How is that railroading? It sure as heck isn't fudging.

Like at this point people have basically started saying that DMs who do literally anything AT ALL are railroading. The term has been watered down to meaninglessness.

Edit: And I myself never fudge. Ever. I will do things like have a near-dead enemy get finished off without a roll....by TELLING my players "it's almost dead, tell me how you kill it/knock it out." I will do things like, as stated above, skipping unnecessary debates if the PCs have even the slightest chance of knowing that the debate is unnecessary. Etc. Absolutely none of that involves pretending that I am using the dice when I am secretly (and with intentional effort to keep players from knowing) ignoring the dice and just doing whatever I feel like doing.
 

EzekielRaiden

Follower of the Way
I don't actually think occasional invisible railroading is unforgivable. As with all things in real world play at the table, lines get fuzzy in the heat of the moment and the "never fudge" GM lets the last monster die at 1 HP because why extend it for another inevitable round,
That's not fudging, or at least if the DM just makes the tiny, tiny change of letting the players know what's going on, it doesn't have to be. I find my players are quite enthusiastic about getting that "glory kill" opportunity when a monster is near-dead and they get to just succeed on the final blow. Gives them an opportunity to strut a bit, you know?

or time is running short and the "never railroad" GM eliminates a side passage in the dungeon to get to a certain place at session break.
How would you handle this if you had already made a map that the players could see?

More seriously, this is so far from what "railroading" means to me that I struggle to understand why you call it such.

I just take issue with the idea that "it's their fault for getting upset."
On this at least we are in full agreement.
 

Reynard

Legend
Edit: And I myself never fudge.

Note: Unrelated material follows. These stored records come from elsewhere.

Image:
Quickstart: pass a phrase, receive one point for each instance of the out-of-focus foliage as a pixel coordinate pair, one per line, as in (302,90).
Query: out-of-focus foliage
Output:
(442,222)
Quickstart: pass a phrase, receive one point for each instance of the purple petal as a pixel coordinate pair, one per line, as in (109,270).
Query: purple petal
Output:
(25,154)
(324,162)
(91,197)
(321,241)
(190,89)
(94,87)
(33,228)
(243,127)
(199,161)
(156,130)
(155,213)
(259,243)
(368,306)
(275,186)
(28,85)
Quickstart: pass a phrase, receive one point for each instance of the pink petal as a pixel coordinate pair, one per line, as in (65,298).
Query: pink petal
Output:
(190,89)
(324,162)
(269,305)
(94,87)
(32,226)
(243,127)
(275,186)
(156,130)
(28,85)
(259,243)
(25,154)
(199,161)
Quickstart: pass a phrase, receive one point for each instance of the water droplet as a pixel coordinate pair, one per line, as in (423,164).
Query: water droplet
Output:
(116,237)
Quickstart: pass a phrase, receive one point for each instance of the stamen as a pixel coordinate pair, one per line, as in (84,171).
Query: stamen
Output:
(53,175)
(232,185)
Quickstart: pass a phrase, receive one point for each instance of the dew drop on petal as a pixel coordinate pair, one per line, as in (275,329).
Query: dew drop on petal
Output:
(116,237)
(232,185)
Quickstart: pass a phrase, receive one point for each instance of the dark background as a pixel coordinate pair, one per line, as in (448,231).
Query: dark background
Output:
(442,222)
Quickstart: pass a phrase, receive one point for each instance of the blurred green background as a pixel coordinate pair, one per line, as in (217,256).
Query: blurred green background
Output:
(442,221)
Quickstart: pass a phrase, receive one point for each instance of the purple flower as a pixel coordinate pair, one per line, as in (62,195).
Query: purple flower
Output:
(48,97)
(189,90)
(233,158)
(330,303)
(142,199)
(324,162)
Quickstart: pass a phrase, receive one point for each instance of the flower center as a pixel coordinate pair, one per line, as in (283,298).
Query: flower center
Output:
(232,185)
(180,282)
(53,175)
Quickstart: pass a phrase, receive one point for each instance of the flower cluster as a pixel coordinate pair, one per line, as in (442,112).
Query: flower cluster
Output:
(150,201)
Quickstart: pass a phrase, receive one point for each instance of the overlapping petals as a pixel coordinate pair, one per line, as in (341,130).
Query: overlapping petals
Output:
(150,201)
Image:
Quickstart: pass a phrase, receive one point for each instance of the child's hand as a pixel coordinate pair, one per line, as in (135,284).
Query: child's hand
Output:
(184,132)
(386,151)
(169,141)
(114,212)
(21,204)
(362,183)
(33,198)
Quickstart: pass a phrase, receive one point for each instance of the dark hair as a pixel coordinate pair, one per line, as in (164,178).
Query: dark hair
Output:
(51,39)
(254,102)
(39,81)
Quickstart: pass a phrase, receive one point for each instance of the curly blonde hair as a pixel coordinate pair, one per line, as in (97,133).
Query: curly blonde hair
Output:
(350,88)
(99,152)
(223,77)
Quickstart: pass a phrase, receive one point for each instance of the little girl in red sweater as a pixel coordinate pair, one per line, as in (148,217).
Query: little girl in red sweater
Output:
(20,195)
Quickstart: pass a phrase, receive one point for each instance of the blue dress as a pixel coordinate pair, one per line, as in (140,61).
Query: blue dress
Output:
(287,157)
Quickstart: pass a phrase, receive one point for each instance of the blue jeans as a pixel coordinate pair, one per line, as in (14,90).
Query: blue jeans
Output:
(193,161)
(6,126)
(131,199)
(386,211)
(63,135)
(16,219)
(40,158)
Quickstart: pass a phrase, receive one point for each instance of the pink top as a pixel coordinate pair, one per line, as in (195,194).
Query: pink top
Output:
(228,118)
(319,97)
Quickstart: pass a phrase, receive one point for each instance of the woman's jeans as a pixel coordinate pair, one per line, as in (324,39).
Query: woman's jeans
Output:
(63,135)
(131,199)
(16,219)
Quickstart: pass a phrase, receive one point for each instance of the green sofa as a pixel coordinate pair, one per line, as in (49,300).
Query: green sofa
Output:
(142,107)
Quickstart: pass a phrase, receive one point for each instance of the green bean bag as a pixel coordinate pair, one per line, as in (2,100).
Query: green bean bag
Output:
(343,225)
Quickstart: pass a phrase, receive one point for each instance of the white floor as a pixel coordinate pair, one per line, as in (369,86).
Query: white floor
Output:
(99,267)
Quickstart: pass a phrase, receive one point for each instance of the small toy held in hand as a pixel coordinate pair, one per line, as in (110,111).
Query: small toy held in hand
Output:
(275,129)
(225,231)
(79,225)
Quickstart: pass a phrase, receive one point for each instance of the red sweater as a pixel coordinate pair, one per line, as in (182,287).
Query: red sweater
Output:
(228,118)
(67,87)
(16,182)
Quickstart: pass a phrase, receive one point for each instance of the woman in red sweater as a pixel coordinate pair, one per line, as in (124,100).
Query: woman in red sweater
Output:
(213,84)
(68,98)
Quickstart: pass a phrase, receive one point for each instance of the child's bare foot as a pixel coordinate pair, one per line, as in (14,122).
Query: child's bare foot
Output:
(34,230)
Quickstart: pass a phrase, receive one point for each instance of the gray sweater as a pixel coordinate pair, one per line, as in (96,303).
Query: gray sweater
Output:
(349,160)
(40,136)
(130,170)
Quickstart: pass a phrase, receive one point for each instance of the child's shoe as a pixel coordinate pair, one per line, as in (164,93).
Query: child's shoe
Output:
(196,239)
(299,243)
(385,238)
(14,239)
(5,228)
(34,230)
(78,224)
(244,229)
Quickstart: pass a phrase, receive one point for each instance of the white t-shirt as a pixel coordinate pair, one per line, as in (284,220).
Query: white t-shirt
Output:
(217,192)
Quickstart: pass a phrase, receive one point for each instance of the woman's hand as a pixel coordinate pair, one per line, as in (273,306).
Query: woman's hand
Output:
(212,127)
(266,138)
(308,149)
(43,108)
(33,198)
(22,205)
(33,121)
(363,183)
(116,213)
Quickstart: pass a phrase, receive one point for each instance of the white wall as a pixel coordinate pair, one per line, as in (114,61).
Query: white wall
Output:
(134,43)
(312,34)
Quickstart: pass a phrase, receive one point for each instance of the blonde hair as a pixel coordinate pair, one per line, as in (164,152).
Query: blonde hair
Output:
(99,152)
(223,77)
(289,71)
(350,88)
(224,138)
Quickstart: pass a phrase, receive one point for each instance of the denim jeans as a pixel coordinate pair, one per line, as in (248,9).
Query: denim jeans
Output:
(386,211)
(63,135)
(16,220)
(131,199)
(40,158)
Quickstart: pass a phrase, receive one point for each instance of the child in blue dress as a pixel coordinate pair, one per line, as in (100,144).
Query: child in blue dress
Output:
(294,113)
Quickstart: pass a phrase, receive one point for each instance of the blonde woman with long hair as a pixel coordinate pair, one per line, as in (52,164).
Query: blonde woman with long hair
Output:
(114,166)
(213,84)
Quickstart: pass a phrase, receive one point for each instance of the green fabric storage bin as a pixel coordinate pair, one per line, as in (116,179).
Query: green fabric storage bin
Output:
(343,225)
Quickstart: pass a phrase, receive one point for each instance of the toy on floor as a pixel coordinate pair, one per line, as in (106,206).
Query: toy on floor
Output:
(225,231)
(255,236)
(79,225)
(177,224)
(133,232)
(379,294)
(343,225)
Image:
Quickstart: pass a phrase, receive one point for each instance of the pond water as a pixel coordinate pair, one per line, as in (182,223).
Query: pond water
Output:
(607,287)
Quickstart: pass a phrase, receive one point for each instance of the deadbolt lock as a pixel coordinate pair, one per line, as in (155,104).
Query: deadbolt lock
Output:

Ever. I will do things like have a near-dead enemy get finished off without a roll....by TELLING my players "it's almost dead, tell me how you kill it/knock it out."
Just on the subject of definitions, i absolutely consider that fudging in the same way that just deciding the hit that left 1 HP just took them out. If you as GM decide it's dead and don't require another full round to let the players and dice decide if it dies or kills a PC or whatever, you fudged. If eel like we all shift definitions to make sure we are innocent of whatever unforgivable crime we accused others of, and that's just silly. better, I think. to admit imperfection and just do our best.